The illusion of culture

Cultures have illusory “grammars” that outline what can and cannot be said.

Culture wars, essentially, are battles over what can and cannot be said, done, signaled, thought, believed, valued, etc.

A few days ago in You can’t say what they don’t already know, I said:

Cultures demand constant authorization and reauthorization from their members. To stray from established norms is to weaken group authorizations.

That’s how it works for all cultures with more than a few members. Cultural bonding and affirmation involves nothing more than authorizing and reauthorizing the basics of the culture.

It even works that way in groups as small as two people. This because two people speaking together typically do so in a larger cultural context that is defined and accepted by both of them.

Just as most people do not make up their own words or jokes, most people do not make up the bases of their culture(s).

Even committed couples speaking in private typically do not leave their shared cultural script(s). This happens because they do not know any other way to speak to each other.

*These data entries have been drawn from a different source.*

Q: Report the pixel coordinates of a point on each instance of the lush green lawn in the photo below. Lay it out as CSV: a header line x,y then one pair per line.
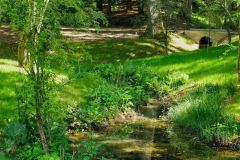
x,y
212,65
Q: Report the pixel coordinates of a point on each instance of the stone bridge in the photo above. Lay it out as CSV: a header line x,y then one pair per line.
x,y
217,36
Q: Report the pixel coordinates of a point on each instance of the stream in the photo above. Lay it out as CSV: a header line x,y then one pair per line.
x,y
150,137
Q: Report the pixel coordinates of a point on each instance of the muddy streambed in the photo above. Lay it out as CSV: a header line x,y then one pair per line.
x,y
150,137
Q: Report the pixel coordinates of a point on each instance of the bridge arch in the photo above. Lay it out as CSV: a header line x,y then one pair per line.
x,y
205,42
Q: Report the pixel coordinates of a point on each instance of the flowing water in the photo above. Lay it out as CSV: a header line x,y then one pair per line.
x,y
151,138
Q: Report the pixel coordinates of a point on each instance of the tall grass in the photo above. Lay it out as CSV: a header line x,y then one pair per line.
x,y
204,115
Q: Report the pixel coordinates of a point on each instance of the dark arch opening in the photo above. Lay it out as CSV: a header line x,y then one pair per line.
x,y
205,42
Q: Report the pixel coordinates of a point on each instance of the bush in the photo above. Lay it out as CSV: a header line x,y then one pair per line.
x,y
122,87
204,113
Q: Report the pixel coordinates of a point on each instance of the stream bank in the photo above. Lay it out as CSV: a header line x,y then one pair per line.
x,y
150,137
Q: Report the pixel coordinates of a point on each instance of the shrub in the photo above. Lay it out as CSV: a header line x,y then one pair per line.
x,y
204,113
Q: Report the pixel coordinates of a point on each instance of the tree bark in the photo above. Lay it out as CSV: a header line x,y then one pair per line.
x,y
109,6
129,5
39,114
153,17
100,5
140,7
239,53
189,6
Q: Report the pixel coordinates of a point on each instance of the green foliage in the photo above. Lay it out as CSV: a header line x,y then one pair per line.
x,y
204,113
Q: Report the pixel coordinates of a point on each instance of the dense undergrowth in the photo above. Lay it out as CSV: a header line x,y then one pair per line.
x,y
96,93
121,88
204,114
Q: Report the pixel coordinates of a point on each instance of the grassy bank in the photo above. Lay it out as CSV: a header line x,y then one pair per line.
x,y
95,92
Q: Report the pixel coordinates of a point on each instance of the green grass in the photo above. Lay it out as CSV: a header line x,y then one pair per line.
x,y
115,50
203,66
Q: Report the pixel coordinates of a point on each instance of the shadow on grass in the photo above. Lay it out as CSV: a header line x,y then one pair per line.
x,y
115,50
200,64
8,50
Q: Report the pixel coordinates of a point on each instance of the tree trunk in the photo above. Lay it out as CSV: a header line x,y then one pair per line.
x,y
129,5
153,17
100,5
40,125
109,6
189,6
38,104
140,8
239,53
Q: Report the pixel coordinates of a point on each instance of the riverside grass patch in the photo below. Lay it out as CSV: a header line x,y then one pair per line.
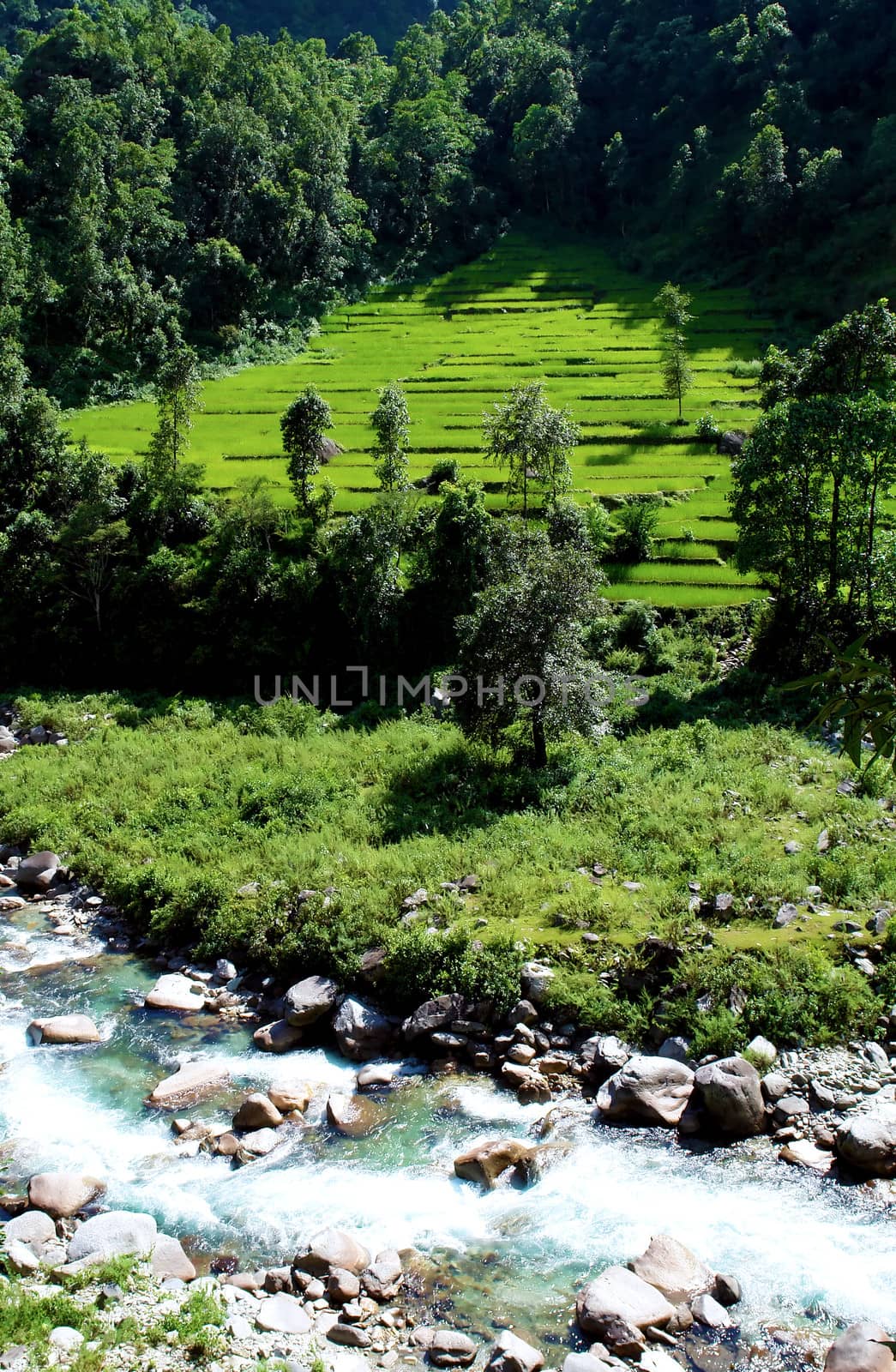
x,y
175,807
538,306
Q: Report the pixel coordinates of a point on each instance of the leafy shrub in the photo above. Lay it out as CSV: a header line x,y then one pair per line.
x,y
583,998
707,429
637,527
420,965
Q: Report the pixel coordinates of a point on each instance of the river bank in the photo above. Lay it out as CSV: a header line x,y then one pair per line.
x,y
484,1259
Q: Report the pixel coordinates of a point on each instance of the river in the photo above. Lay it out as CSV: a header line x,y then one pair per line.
x,y
804,1249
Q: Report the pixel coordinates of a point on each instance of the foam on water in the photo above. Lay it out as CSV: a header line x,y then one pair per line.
x,y
799,1245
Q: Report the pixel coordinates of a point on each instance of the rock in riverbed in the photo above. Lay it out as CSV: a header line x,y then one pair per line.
x,y
672,1269
868,1143
176,992
729,1094
309,1001
63,1029
113,1234
619,1294
646,1091
62,1194
484,1163
862,1348
191,1081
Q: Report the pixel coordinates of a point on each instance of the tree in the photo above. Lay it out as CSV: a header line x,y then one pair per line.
x,y
676,317
304,427
521,648
177,393
532,441
391,424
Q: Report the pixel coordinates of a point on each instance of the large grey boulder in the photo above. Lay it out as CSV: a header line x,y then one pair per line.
x,y
432,1015
452,1349
619,1294
38,871
729,1092
63,1029
283,1314
672,1269
309,1001
62,1194
111,1235
257,1111
33,1228
646,1091
603,1056
361,1031
334,1249
169,1260
382,1279
868,1142
514,1355
192,1081
176,992
484,1163
278,1038
862,1348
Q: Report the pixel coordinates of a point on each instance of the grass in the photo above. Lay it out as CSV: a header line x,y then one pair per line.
x,y
173,807
537,308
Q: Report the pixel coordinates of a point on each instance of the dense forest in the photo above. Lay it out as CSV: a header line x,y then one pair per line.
x,y
164,176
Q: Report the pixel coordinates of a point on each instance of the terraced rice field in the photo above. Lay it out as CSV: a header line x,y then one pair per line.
x,y
535,308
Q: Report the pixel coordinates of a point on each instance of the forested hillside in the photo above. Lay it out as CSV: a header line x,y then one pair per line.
x,y
162,176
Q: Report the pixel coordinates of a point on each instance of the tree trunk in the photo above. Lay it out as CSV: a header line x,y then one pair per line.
x,y
539,743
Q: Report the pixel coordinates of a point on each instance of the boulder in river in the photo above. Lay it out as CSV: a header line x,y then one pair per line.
x,y
111,1235
432,1015
672,1269
333,1249
353,1116
361,1031
452,1349
382,1280
603,1056
729,1094
63,1029
173,991
278,1038
309,1001
862,1348
283,1314
646,1091
191,1081
484,1163
62,1194
868,1142
290,1097
169,1260
38,871
619,1294
257,1111
514,1355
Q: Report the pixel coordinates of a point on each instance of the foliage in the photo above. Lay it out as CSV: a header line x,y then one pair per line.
x,y
304,427
532,441
391,425
637,527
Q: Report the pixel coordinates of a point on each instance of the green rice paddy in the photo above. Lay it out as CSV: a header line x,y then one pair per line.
x,y
539,306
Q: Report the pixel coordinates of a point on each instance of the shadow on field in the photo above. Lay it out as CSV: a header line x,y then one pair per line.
x,y
459,791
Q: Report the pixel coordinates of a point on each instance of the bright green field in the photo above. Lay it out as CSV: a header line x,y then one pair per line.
x,y
535,308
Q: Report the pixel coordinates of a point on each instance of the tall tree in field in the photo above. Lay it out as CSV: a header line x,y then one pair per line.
x,y
177,393
532,441
391,425
521,648
302,427
676,317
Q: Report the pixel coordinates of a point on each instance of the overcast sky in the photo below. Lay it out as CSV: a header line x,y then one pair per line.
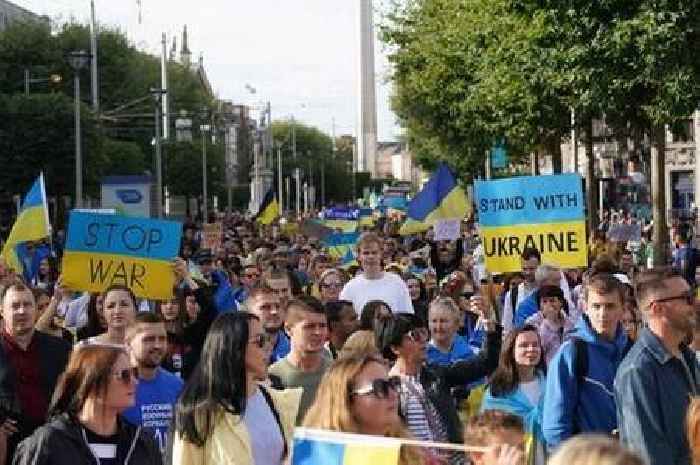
x,y
301,55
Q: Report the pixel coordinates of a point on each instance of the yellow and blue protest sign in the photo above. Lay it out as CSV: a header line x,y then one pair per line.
x,y
102,250
544,212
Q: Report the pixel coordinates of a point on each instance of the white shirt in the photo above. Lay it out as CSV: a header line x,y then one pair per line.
x,y
390,288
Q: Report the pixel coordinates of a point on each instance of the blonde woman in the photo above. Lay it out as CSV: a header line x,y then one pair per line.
x,y
357,395
591,449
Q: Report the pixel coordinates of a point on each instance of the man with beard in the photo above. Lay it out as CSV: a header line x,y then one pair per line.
x,y
264,303
657,379
157,390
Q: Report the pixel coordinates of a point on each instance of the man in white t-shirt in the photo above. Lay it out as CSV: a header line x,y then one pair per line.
x,y
374,283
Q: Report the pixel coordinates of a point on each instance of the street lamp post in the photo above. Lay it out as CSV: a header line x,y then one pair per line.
x,y
78,60
157,94
204,129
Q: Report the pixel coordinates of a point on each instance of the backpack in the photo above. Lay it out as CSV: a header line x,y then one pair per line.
x,y
581,357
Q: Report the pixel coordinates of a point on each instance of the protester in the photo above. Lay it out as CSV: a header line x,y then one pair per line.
x,y
224,415
306,362
265,304
554,320
579,395
157,389
342,322
518,385
500,432
654,383
85,425
119,309
374,283
373,313
357,396
530,260
30,364
330,284
426,402
591,449
693,429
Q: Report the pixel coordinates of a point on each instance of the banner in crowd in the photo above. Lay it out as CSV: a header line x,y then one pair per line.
x,y
212,235
317,447
102,250
624,232
544,212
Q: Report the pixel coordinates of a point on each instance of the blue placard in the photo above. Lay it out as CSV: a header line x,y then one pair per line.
x,y
123,235
529,200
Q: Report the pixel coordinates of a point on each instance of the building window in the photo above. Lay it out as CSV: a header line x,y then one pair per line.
x,y
683,131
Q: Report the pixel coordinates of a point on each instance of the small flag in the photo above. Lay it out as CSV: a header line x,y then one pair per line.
x,y
269,209
440,199
32,224
317,447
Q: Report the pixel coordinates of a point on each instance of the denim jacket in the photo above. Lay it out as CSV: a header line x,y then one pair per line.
x,y
653,390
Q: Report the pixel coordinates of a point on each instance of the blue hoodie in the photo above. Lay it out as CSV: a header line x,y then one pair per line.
x,y
570,408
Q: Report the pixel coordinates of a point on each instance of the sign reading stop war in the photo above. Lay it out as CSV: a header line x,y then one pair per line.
x,y
102,250
544,212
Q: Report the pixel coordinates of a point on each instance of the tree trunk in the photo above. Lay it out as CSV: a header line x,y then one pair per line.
x,y
660,237
591,182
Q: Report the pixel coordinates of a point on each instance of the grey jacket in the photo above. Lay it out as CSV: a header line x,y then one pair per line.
x,y
652,392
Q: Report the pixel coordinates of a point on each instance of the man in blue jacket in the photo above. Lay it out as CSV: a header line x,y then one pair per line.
x,y
660,374
579,395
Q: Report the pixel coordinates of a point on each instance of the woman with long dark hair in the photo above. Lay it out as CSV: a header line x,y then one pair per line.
x,y
224,415
86,427
518,384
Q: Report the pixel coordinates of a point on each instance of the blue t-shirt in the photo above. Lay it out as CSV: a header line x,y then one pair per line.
x,y
155,404
461,350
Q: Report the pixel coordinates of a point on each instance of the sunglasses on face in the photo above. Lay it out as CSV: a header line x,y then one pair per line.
x,y
126,375
419,334
261,340
379,388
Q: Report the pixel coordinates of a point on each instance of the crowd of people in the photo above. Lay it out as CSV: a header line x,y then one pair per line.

A profound and rich world of subjective insight and perception eludes them because they are afraid they might stray too far from the established script.

Culture becomes deeply illusory at this point. Its tenets are held not due to thought and insight but only to stabilize or maintain a rote communication pattern.

You can change this by using a functional communication pattern instead of rote cultural grammar that has been imported into your mind from outside.

As an experiment, try not feeling anything about the basics of your culture. Do FIML from this point of view and see what happens.